Artikel 8:75a, eerste lid, eerste volzin, van de Awb bepaalt dat in geval van intrekking van het beroep omdat het bestuursorgaan geheel of gedeeltelijk aan de indiener van het beroepschrift is tegemoetgekomen, het bestuursorgaan op verzoek van de indiener bij afzonderlijke uitspraak met toepassing van artikel 8:75 van de Awb in de kosten kan worden veroordeeld.

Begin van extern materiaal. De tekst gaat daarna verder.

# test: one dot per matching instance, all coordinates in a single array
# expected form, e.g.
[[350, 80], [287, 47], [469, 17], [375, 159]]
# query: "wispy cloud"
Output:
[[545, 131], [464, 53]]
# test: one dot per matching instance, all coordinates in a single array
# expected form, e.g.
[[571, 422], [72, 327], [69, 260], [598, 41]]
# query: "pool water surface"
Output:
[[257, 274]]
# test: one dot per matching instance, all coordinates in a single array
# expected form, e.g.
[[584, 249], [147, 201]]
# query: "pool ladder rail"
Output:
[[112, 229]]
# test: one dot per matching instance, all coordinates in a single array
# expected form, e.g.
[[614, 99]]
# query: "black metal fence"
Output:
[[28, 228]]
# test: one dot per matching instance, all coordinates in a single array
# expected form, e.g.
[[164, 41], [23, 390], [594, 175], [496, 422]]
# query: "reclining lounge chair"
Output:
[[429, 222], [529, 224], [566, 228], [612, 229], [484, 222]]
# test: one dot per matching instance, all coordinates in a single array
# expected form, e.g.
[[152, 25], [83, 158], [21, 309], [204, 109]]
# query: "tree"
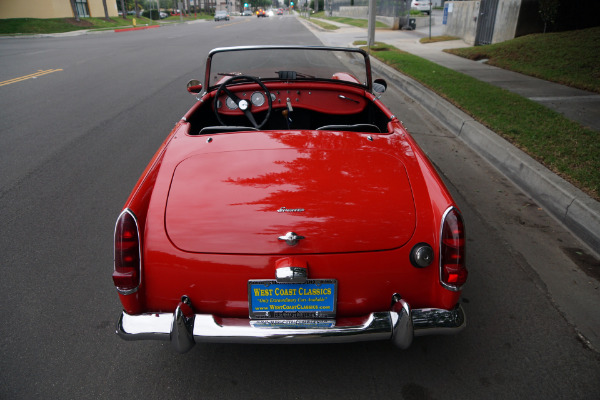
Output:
[[75, 13], [106, 17], [123, 9], [548, 11]]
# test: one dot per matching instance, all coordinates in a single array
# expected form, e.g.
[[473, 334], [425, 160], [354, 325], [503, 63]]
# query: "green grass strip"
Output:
[[570, 58], [564, 146]]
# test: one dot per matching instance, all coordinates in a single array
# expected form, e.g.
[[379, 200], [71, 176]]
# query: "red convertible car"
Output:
[[289, 205]]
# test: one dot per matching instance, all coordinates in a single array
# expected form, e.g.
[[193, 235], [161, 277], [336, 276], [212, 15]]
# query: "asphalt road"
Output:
[[74, 141]]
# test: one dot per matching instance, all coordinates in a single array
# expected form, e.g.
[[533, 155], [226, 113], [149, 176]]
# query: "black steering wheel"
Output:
[[243, 104]]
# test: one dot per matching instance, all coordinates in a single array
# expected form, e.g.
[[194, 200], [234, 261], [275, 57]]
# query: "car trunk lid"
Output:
[[246, 202]]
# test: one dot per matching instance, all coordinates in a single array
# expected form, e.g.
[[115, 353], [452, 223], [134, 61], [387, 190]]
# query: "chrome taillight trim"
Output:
[[137, 229], [453, 288]]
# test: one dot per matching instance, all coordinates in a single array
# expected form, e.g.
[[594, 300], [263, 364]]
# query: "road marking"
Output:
[[30, 76], [233, 23]]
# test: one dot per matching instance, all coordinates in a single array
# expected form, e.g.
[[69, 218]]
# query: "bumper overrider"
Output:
[[183, 328]]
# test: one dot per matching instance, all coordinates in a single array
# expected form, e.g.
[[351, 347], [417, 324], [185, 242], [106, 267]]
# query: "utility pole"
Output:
[[371, 27]]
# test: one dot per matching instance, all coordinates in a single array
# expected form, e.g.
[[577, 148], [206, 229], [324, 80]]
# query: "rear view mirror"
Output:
[[379, 86], [194, 86]]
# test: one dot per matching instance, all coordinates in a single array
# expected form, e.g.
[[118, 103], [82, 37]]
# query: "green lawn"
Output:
[[564, 146], [570, 58], [30, 26], [361, 23]]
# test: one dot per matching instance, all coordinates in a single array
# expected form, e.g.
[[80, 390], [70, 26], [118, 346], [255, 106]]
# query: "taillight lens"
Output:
[[453, 270], [126, 275]]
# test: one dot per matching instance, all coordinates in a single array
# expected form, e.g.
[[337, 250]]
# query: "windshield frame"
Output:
[[364, 54]]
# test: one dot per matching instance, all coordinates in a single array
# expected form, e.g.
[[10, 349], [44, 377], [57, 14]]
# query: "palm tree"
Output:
[[105, 10], [122, 9], [75, 13]]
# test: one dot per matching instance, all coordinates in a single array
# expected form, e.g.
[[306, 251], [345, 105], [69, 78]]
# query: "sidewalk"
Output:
[[576, 210]]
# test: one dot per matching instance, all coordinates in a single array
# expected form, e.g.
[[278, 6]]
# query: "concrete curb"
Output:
[[566, 203], [137, 28]]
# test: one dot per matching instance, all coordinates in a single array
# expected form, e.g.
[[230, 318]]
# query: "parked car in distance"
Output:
[[222, 16], [422, 5], [289, 205]]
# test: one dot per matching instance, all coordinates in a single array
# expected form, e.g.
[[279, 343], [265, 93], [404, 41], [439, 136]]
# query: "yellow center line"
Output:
[[30, 76]]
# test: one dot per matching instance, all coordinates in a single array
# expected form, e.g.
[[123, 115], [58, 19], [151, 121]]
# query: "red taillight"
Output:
[[453, 273], [126, 275]]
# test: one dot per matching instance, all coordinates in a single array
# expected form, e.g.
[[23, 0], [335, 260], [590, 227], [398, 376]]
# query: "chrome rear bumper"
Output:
[[400, 325]]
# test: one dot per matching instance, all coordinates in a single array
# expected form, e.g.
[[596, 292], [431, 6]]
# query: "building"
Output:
[[55, 8]]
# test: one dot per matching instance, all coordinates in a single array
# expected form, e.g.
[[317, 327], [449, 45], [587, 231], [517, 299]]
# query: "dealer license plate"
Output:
[[269, 299]]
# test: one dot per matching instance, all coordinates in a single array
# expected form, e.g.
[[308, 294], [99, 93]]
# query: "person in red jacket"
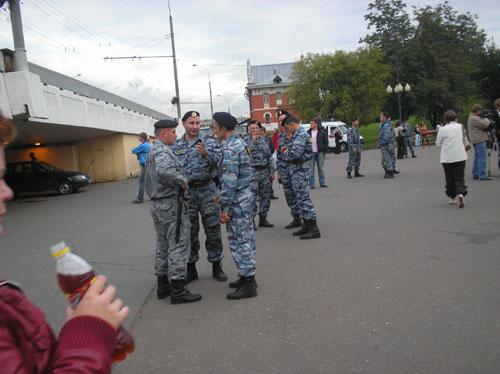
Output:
[[27, 343]]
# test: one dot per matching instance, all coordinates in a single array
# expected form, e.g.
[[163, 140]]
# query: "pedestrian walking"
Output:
[[284, 176], [478, 134], [166, 186], [200, 157], [355, 148], [263, 173], [142, 151], [451, 139], [236, 204], [298, 155], [386, 144], [319, 141], [408, 137]]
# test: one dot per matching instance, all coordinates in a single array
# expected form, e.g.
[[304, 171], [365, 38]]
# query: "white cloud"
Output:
[[218, 34]]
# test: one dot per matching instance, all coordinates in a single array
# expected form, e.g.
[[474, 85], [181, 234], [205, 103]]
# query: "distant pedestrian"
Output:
[[400, 141], [450, 138], [236, 204], [478, 134], [298, 155], [319, 142], [142, 151], [386, 144], [408, 137], [355, 148]]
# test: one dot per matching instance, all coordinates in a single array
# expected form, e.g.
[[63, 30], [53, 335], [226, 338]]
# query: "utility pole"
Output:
[[175, 63], [20, 57]]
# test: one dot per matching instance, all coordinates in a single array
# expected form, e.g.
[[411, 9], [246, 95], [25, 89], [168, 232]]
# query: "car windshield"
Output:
[[48, 166]]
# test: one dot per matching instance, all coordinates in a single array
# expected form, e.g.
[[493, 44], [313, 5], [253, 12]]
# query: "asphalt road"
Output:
[[400, 282]]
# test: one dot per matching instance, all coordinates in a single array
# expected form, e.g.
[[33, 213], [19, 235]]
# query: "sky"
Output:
[[73, 37]]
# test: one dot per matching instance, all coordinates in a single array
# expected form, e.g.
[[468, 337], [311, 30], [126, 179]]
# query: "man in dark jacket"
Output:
[[319, 138]]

Op grond van artikel 8:108, eerste lid, van de Awb is deze bepaling van overeenkomstige toepassing op het hoger beroep.
Appellant heeft het hoger beroep ingetrokken omdat het Uwv met de gewijzigde beslissing op bezwaar van 13 maart 2024 volledig aan zijn bezwaren is tegemoetgekomen.
Aangezien het Uwv reeds heeft besloten tot vergoeding van de gemaakte kosten in de bezwaarfase moet de Raad nog slechts oordelen over de beroep en in hoger beroep gemaakte kosten.
Het Uwv wordt veroordeeld in de kosten die appellant in verband met de behandeling van het beroep en het hoger beroep redelijkerwijs heeft moeten maken. De proceskosten worden op grond van het Besluit proceskosten bestuursrecht begroot op € 1.750,‑ in beroep (1 punt voor het indienen van het beroepschrift en 1 punt voor het verschijnen ter zitting) en € 2.187,50 in hoger beroep (1 punt voor het indienen van het beroepschrift, 1 punt voor het verschijnen ter zitting en 0,5 punt voor het geven van een schriftelijke zienswijze). In totaal bedraagt de proceskostenvergoeding voor de aan appellant door een derde beroepsmatig verleende rechtsbijstand € 3.937,50.
Ook moet het Uwv het door appellant in beroep en hoger beroep betaalde griffierecht vergoeden.

BESLISSING

De Centrale Raad van Beroep
- veroordeelt het Uwv in de proceskosten van appellant tot een bedrag van € 3.937,50;
- bepaalt dat het Uwv aan appellant het in beroep en hoger beroep betaalde griffierecht van in totaal € 182,- vergoedt.
Deze uitspraak is gedaan door E. Dijt, in tegenwoordigheid van M.D.F. de Moor als griffier. De beslissing is uitgesproken in het openbaar op 9 oktober 2024.